Well I had my dongle broken after one year of use. Gladly I only have one product that requires it and when someone develops such a product that doesn't require iLok, I'll switch immediately.
As a customer, I like to think that I'm paying for solutions - not problems.


----------



## Francis Belardino (Jan 3, 2013)

Leosc @ Thu Jan 03 said:


> Francis,
> 
> He's talking about being successful, and competing with piracy, not _stopping_ it. Most major software devs are.



First, we are to accept that _theses people would not buy it anyway_ nonsense but now we are competing with pirates for sale of our own products? This should not be acceptable to anyone. One does not have 10 years in this or any business if they are not successful - but that still is not a excuse to turn a blind eye to every product created being stolen or to make a blanket statement of the obvious as a solution. With all due respect, until solid protection is made available, I choose not to compete with criminals. There are far too many creative ways to make a living.


----------



## Ned Bouhalassa (Jan 3, 2013)

IMHO, this thread is now going round and round and round.


----------



## Guy Rowland (Jan 3, 2013)

Francis Belardino @ Thu Jan 03 said:


> Leosc @ Thu Jan 03 said:
> 
> 
> > Francis,
> ...



And of course that's your choice, Francis. Every dev using using soft copy protection has to make this same assessment. I think the original point here is that for some devs, despite all the piracy, they are able to make their businesses work. This I think is also true for bands, film companies etc. It doesn't make it right, it doesn't lessen the crimes of those who are pirating, it does make everyone's life harder - but despite all this, it's still worthwhile for many (thank goodness for us users).


----------



## gsilbers (Jan 3, 2013)

Francis Belardino @ Sun Dec 23 said:


> Fulll view:
> http://www.beladmedia.com/full.jpg
> 
> Well, now isn't this just lovely? A new and massive upload today. Our web site is currently seeing approximately 100-150 crawlers per hour but there is no increase in sales. Hmm? Oh well, 'they would not buy it anyway' so I'll just shut the site down.
> ...



just a random question...

but you have a verizon ad on the lower left. and you could tell what ISP is hosting. 
couldnt you sue both ? 

kinda like if i had a bunch of my sweaters suddenly be stolen and sold by gap.

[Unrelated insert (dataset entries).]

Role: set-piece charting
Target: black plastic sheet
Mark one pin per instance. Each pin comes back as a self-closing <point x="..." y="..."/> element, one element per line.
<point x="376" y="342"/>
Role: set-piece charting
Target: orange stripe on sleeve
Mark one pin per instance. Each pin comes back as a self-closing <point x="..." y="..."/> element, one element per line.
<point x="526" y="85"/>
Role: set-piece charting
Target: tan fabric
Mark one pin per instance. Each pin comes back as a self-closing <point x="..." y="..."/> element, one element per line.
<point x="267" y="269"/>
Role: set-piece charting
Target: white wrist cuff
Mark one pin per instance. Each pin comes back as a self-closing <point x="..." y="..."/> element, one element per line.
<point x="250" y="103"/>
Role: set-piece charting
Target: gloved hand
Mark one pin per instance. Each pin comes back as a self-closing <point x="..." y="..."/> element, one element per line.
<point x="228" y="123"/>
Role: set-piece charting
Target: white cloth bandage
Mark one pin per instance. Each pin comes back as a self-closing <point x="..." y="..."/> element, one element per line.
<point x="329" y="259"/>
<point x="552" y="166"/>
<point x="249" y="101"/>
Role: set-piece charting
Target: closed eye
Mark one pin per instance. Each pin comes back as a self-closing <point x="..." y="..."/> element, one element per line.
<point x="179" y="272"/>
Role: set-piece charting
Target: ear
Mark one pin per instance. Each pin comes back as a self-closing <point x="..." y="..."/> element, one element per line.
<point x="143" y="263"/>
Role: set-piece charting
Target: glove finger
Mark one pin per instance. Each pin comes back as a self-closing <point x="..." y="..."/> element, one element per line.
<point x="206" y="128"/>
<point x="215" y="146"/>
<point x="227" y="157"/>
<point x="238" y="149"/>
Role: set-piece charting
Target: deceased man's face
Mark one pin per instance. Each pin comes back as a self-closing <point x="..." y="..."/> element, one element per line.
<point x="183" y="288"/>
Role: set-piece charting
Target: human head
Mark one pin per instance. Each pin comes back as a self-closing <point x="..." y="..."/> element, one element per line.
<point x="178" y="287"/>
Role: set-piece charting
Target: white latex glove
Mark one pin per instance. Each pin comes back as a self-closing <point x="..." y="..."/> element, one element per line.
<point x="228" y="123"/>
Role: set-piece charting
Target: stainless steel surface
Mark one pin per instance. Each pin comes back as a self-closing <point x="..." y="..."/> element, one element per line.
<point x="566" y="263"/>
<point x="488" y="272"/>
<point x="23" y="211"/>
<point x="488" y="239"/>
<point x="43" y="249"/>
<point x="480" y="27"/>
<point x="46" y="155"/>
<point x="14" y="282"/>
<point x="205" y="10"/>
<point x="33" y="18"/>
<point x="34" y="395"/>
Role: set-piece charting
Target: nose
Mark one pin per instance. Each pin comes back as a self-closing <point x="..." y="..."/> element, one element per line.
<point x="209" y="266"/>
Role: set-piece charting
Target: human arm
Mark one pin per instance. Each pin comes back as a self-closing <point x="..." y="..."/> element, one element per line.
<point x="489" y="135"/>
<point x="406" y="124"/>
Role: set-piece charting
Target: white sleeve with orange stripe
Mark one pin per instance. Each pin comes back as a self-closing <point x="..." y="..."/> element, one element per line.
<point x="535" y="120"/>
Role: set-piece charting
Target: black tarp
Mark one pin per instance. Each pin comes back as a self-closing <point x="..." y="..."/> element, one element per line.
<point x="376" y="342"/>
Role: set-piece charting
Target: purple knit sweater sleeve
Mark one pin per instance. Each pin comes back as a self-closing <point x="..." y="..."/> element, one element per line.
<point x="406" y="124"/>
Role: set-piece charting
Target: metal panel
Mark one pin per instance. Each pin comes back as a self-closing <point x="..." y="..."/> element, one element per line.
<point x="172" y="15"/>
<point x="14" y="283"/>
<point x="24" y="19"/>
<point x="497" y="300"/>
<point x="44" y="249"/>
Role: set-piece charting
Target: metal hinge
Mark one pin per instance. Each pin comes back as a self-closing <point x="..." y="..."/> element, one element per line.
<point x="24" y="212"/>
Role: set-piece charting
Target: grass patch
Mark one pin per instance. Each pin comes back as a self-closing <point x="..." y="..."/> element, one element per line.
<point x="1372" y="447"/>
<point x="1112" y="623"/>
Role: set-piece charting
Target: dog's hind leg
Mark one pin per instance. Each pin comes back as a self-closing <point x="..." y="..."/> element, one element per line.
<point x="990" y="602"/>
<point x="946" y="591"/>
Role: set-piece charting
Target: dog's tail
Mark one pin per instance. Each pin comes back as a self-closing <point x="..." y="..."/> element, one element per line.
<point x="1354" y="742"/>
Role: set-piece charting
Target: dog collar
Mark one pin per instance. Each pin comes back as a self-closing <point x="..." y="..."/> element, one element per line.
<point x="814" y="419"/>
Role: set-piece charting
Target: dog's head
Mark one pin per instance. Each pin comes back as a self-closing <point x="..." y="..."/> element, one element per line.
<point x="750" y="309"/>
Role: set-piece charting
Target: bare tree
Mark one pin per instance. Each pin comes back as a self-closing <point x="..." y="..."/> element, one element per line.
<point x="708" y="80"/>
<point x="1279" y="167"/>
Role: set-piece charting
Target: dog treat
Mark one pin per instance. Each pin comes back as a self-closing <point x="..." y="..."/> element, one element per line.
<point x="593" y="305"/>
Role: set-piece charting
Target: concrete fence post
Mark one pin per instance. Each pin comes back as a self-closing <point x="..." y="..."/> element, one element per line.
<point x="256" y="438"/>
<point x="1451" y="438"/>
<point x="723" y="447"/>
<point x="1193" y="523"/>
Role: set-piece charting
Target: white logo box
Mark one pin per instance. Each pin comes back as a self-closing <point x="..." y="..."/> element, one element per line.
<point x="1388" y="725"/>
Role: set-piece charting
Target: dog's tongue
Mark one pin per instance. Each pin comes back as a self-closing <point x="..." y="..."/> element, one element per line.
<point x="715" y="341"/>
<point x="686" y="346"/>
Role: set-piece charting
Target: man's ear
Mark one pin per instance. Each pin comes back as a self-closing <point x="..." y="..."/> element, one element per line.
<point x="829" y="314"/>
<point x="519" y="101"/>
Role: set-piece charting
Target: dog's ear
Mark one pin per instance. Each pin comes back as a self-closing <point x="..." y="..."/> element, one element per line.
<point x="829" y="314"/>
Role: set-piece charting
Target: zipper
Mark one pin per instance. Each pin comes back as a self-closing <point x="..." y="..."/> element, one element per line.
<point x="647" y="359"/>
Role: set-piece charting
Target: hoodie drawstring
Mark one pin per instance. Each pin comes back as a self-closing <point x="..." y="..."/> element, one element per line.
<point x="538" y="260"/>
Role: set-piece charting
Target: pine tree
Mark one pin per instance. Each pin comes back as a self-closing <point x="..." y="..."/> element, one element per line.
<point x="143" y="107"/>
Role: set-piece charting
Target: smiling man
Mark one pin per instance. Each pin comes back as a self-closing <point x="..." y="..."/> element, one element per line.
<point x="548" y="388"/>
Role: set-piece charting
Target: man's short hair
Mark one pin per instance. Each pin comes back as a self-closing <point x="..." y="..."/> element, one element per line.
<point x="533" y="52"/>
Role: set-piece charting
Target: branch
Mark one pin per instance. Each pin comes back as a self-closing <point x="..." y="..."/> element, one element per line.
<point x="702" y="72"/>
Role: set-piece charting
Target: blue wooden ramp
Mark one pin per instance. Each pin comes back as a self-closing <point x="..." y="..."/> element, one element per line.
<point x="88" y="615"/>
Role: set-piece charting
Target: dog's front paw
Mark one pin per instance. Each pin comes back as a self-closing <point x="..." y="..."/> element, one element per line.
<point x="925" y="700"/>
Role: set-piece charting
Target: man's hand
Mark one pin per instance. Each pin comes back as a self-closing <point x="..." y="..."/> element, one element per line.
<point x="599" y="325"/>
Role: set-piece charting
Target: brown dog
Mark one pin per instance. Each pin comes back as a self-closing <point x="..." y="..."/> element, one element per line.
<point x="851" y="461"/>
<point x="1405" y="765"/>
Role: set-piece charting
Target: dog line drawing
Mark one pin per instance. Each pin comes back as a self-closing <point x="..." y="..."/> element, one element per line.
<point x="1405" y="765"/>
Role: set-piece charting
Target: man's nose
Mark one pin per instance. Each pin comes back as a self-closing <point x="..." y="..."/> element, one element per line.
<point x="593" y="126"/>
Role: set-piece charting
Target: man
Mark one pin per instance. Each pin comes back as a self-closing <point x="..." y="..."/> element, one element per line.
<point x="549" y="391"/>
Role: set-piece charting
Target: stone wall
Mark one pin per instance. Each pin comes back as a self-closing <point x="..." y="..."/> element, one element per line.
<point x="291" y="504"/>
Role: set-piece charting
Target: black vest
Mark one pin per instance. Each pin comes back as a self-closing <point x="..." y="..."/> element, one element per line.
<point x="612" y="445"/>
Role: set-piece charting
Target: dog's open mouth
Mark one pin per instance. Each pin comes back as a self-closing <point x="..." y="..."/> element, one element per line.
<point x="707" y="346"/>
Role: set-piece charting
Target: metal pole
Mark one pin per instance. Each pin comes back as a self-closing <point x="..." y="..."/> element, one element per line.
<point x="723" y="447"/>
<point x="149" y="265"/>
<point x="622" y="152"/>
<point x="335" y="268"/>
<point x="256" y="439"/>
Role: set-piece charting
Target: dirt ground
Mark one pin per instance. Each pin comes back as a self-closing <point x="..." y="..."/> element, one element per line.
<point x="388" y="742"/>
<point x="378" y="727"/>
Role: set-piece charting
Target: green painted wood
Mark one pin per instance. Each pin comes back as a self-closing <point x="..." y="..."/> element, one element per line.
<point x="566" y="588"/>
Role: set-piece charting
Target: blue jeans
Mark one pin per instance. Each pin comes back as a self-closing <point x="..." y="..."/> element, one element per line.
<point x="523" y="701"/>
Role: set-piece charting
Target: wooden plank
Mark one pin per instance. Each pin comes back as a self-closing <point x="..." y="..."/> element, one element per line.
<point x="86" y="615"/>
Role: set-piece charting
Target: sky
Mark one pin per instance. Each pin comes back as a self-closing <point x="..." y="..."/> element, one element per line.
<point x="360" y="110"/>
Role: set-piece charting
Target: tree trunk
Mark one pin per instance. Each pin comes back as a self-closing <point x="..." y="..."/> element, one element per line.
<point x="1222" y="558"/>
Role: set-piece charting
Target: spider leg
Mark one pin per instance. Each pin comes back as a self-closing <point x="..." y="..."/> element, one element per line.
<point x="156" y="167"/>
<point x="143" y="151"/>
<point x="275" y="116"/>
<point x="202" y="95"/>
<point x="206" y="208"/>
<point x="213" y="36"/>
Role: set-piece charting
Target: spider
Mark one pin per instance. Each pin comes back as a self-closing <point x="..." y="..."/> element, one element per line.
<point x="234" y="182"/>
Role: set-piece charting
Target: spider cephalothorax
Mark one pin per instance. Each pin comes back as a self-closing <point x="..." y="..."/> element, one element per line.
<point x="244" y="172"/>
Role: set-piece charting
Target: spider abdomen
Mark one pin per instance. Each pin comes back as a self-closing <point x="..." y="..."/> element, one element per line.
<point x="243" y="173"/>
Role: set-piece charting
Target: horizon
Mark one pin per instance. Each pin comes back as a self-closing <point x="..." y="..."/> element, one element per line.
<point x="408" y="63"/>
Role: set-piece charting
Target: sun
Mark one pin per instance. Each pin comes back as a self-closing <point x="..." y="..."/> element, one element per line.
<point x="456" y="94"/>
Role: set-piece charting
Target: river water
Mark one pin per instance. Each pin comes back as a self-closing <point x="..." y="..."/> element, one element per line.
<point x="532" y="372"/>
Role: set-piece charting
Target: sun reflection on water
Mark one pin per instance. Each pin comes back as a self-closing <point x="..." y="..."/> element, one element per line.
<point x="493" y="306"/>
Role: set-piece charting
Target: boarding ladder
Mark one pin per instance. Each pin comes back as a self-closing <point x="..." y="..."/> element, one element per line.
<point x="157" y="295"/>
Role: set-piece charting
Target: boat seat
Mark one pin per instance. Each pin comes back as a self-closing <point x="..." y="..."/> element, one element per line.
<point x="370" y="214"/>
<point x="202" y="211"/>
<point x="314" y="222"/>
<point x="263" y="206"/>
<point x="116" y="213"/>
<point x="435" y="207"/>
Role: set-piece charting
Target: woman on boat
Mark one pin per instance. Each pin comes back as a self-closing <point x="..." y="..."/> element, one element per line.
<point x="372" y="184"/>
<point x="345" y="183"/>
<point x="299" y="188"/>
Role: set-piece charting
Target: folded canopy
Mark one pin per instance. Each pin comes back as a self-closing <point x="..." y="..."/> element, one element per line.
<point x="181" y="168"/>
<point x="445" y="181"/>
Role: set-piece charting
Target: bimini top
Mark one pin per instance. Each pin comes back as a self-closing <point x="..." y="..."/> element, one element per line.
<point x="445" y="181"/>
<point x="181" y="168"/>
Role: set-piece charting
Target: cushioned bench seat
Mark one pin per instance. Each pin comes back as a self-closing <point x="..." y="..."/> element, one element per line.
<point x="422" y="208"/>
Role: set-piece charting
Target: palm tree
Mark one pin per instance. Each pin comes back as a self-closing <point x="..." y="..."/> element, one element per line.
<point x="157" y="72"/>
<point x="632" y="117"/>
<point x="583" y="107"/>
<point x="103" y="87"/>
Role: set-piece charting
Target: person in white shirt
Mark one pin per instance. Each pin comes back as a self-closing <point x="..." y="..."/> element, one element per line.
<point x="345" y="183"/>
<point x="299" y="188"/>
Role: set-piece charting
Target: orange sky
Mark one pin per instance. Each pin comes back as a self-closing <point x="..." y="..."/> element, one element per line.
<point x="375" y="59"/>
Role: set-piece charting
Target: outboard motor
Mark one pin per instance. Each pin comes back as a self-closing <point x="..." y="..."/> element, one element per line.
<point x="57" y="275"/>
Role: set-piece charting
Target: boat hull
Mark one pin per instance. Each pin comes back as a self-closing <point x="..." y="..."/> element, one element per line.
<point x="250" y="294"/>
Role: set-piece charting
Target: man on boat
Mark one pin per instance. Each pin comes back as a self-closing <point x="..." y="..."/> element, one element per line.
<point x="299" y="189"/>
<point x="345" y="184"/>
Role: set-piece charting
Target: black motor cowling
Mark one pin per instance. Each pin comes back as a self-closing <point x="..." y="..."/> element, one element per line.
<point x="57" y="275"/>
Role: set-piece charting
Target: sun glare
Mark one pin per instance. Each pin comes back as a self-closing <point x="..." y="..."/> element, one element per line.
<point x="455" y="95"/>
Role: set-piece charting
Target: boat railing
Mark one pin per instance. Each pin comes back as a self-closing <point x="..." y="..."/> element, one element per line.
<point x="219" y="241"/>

i know its not that easy. but im wondering why it could not be. basically translating the law to the real world. 
like google is having hits on it so its enabling/pushing illigal produts you could sue them. you dont care its imposible based on technology, its your product they should be able to figure it out. also, the web browsers and companies who enable all this , 
same with ISP, the company that creates the ad and ultimatly paying to sponsor illigal sales. etc etc. 

so instead of going after the kid who uploaded or the specific site , you go after everyone that enables this. like giong after a major who is in cojuts with drug dealers. or mafia guys who dont do the crimes but know about it (RICO) etc. 

im sure if bill gates didnt do this then there is a good reason. 

i just feel that all these big ass companies are getting away with murder by allowing illigal sales and content be used on the products they sell which they dont care because it just creates more demand for their products which are sold legally 
and they get money out of it. 

wouldnt a united front of software developers and music and film indutry start sueing the shit out of tech companies until they figure out a way of curbing piracy?


----------



## Francis Belardino (Jan 3, 2013)

Guy Rowland @ Thu Jan 03 said:


> And of course that's your choice, Francis. Every dev using using soft copy protection has to make this same assessment. I think the original point here is that for some devs, despite all the piracy, they are able to make their businesses work. This I think is also true for bands, film companies etc. It doesn't make it right, it doesn't lessen the crimes of those who are pirating, it does make everyone's life harder - but despite all this, it's still worthwhile for many (thank goodness for us users).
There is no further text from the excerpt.